If passed, House Bill 1531 would make a Tippecanoe County stone quarry a possibility once again. It puts regulation at the local level on natural resource development, taking some control away from municipal plan commissions and board of zoning appeals.

"The whole zoning structure in the state of Indiana would be negated, so anybody in any county in any city in Indiana didn't have to worry about zoning anymore because they've already said all you need are state permits," said co-president of  Americus Area Community Coalition, Kay Miller. 

Rep. Jeff Ellington said he won't be surprised if history repeats itself in this ongoing battle.

"Honestly I'm not very confident, I'll be lucky if I even get a hearing."

So why is he trying?

"A lot of these communities just don't realize what's out there backyard, how would this improve their economy," said Ellington. 

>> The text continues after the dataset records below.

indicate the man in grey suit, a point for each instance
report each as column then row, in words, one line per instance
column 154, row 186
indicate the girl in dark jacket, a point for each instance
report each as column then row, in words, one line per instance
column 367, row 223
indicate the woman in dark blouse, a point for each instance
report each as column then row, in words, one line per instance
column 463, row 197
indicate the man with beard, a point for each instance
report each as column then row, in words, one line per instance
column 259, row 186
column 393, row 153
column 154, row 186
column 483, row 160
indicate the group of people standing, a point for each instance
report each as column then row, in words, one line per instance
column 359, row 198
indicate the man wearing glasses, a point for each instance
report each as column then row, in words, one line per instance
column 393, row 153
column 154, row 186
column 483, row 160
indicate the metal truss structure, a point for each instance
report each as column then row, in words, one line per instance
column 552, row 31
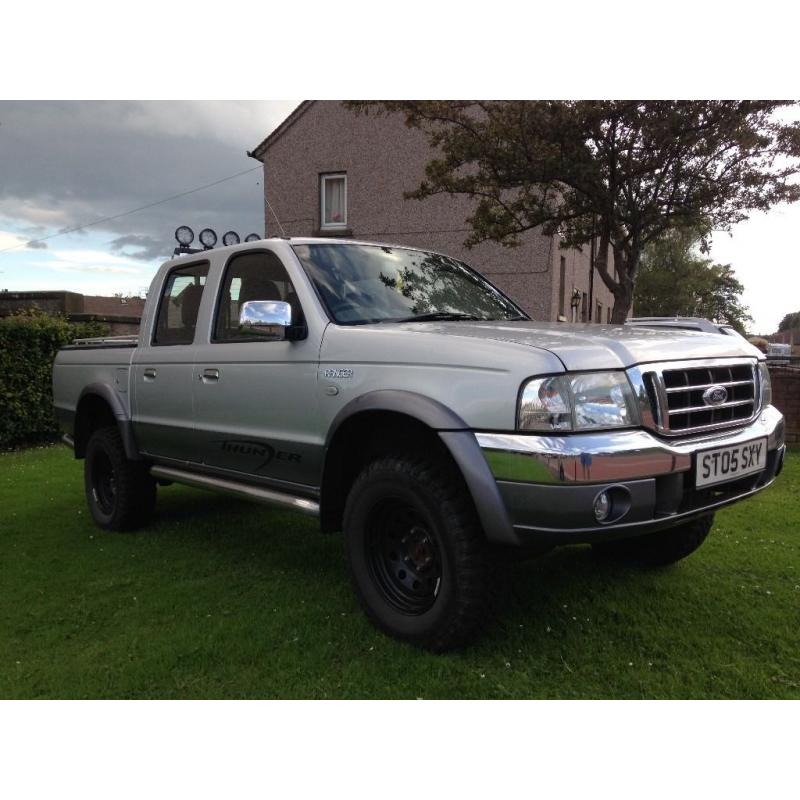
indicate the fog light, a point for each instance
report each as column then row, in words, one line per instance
column 602, row 506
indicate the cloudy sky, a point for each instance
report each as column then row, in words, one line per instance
column 63, row 164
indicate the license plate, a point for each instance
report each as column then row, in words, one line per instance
column 729, row 463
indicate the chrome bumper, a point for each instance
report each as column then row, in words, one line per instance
column 610, row 455
column 548, row 484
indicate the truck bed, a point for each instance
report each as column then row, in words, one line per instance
column 102, row 341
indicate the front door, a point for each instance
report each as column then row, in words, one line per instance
column 255, row 399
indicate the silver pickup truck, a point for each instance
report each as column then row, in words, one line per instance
column 402, row 399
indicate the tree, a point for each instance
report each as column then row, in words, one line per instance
column 790, row 321
column 620, row 173
column 676, row 280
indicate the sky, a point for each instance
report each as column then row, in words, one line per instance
column 66, row 163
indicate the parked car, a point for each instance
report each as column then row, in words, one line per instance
column 401, row 398
column 685, row 323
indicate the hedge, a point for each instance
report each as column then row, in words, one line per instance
column 29, row 342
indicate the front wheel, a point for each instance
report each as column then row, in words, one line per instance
column 416, row 552
column 120, row 493
column 661, row 548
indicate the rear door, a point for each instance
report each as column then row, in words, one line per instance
column 163, row 368
column 255, row 399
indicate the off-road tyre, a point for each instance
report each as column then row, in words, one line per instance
column 661, row 548
column 416, row 552
column 120, row 493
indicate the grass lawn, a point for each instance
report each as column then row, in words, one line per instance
column 220, row 598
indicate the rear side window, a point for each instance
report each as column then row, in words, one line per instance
column 180, row 304
column 252, row 276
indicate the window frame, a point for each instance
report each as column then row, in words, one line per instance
column 323, row 179
column 212, row 338
column 177, row 268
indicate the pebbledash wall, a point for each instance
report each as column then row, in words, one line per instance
column 786, row 398
column 382, row 158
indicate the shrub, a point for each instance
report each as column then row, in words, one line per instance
column 29, row 342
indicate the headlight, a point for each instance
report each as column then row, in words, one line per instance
column 766, row 384
column 583, row 401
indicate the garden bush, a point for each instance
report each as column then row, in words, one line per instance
column 29, row 342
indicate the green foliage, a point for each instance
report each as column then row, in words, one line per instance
column 790, row 322
column 29, row 342
column 674, row 280
column 219, row 598
column 617, row 172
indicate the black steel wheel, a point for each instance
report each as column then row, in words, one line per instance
column 403, row 556
column 104, row 483
column 416, row 553
column 120, row 493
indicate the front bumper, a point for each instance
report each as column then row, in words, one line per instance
column 549, row 483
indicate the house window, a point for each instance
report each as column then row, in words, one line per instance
column 333, row 201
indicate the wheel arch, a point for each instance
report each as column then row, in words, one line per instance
column 99, row 405
column 369, row 424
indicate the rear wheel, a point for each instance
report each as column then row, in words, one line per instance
column 120, row 493
column 661, row 548
column 416, row 553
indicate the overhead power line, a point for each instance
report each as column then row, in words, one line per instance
column 132, row 211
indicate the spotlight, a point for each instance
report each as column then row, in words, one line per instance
column 185, row 235
column 208, row 238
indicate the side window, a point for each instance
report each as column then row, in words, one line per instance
column 179, row 305
column 252, row 276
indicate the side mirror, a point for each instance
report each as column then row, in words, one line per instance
column 266, row 318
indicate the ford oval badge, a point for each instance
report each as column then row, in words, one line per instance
column 715, row 395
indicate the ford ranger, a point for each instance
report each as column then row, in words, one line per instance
column 404, row 400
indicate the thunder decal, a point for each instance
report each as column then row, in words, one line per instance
column 249, row 449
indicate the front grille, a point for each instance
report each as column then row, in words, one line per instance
column 675, row 393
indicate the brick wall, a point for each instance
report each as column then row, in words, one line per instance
column 786, row 398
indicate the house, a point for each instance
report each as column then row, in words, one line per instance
column 331, row 172
column 121, row 314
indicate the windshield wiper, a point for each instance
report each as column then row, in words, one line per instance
column 434, row 316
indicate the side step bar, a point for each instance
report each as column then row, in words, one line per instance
column 267, row 496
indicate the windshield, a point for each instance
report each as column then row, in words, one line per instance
column 362, row 283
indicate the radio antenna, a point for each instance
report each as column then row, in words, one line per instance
column 269, row 206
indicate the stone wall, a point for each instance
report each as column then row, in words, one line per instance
column 786, row 398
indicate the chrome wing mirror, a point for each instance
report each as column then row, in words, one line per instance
column 265, row 318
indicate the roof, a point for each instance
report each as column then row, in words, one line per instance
column 258, row 151
column 245, row 246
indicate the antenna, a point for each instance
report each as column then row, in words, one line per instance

He added the goal has never been to take away control, instead he hopes to shift it.

"I don't think you would ever find a stone quarry, gravel pit move into a residential area unless it was already pre-zoned for mineral extraction so all those designations are still controlled by your local planning staff," said Ellington. 

That's not enough for Miller, who hopes all decisions concerning the county are made in the county.

"It makes you feel helpless, it makes you feel like no one cares about personal rights."

The bill is currently in the hands of the Local Government Committee. News 18 also reached out to State Representative Sheila Klinker who said she's strongly opposed and will fight it if necessary.